After a disastrous 2021/22 soybean crop, farmers in Paraguay are pleased with their safrinha corn and safrinha soybean production. Drought and record high temperatures between last October and January resulted in a 60% reduction in Paraguay's 2021/22 soybean production. On the positive side, the dry weather and smaller soybean production allowed farmers to plant their safrinha crops a little earlier than normal in January. Fortunately, the weather improved starting in mid-January and it has remained beneficial since then.
The Agricultural Coordinator of Paraguay (CAP) informed Paraguay's La Nacion newspaper that early corn yields are in the range of 100 sacks per hectare (95.4 bu/ac) and that early soybean yields are in the range of 30 sacks per hectare (26.8 bu/ac).
Recent wet weather and a lack of sunshine has farmers concerned about potential quality issues with their corn. The corn still has seed moisture in the range of 22% to 24% and farmers would prefer that the corn dries down naturally instead of paying for drying, but they are concerned about corn diseases if the corn is not harvested soon.

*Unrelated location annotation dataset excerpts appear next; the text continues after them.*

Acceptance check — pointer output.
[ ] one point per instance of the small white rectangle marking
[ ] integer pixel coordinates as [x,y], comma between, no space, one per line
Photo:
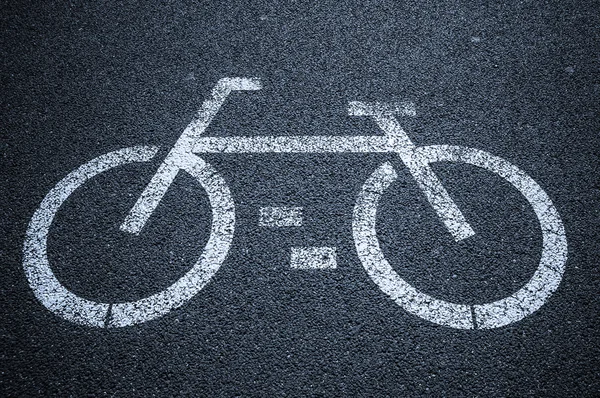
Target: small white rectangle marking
[280,217]
[313,258]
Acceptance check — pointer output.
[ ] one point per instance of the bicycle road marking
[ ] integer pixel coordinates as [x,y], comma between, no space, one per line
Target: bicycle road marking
[502,312]
[280,217]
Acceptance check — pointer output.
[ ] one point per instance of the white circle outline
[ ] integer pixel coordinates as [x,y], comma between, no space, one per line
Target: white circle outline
[499,313]
[58,299]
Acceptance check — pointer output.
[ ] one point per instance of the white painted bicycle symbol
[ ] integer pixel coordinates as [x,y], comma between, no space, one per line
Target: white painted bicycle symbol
[183,157]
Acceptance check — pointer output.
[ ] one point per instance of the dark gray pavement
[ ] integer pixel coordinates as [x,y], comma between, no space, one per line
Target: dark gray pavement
[519,79]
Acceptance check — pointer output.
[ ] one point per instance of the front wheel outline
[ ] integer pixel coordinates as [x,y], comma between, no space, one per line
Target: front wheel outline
[499,313]
[58,299]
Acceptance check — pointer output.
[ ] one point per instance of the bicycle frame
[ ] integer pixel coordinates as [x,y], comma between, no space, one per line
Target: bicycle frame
[394,140]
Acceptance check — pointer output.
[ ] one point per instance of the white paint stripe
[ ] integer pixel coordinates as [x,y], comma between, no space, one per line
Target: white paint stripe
[280,217]
[395,140]
[382,273]
[54,296]
[435,192]
[179,156]
[359,108]
[499,313]
[313,258]
[48,290]
[217,247]
[296,144]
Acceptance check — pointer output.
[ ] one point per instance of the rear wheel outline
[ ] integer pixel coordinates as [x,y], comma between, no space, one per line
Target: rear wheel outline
[58,299]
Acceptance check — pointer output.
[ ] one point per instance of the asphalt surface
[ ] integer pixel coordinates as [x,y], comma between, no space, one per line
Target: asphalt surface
[517,79]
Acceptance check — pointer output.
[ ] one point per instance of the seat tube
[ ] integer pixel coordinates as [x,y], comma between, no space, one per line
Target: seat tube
[181,154]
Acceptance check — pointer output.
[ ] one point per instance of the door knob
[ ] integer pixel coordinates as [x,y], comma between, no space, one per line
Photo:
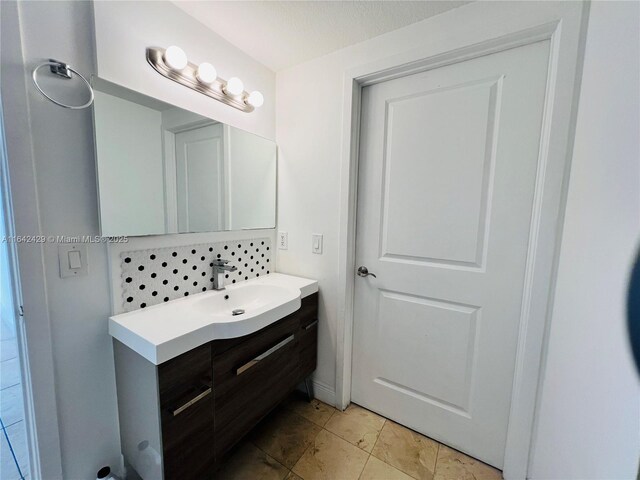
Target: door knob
[364,272]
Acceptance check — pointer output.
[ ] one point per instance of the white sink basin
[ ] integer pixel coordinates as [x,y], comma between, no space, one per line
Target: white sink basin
[166,330]
[253,299]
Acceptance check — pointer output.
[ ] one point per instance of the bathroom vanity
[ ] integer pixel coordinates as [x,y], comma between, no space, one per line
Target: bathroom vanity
[193,378]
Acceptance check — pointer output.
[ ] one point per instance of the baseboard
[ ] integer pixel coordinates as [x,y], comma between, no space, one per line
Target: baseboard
[324,392]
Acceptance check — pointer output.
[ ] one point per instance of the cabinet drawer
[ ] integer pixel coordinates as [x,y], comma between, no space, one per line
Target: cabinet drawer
[253,378]
[186,411]
[228,360]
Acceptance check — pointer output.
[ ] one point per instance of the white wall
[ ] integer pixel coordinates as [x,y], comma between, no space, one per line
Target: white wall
[589,411]
[63,151]
[62,146]
[252,176]
[128,140]
[125,29]
[310,130]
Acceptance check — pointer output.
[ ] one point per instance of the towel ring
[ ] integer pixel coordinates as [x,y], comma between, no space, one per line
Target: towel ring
[62,70]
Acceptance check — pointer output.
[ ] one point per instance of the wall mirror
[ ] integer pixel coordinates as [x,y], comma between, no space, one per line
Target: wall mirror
[163,169]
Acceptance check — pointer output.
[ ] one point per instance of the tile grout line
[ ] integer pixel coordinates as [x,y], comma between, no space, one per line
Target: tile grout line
[6,435]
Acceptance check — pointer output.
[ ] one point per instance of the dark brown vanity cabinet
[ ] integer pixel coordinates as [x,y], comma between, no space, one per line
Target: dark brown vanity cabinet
[194,408]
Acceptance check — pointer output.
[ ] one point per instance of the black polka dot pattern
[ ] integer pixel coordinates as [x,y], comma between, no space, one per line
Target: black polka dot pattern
[150,277]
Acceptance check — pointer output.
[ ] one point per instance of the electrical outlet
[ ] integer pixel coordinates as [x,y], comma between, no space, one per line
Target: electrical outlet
[283,240]
[316,243]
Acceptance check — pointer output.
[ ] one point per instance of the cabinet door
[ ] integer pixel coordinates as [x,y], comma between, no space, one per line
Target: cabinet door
[251,378]
[308,335]
[186,402]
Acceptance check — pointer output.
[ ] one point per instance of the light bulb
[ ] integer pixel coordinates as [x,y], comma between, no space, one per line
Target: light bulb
[175,58]
[255,99]
[234,86]
[206,73]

The gibberella fungus has been reported in some corn fields. Gibberella can colonize the ear and turn it pink to red over time and produce a mycotoxin called vomitoxin. If vomitoxin is present in their feed, animals will refuse to eat. If there is too much vomitoxin, grain merchants will refuse to buy the corn.
Most of the safrinha soybeans produced in Paraguay will be used as seed for the 2022/23 crop, which will be planted in August-September-October. For winter wheat, the weather has been ideal and the crop is developing normally.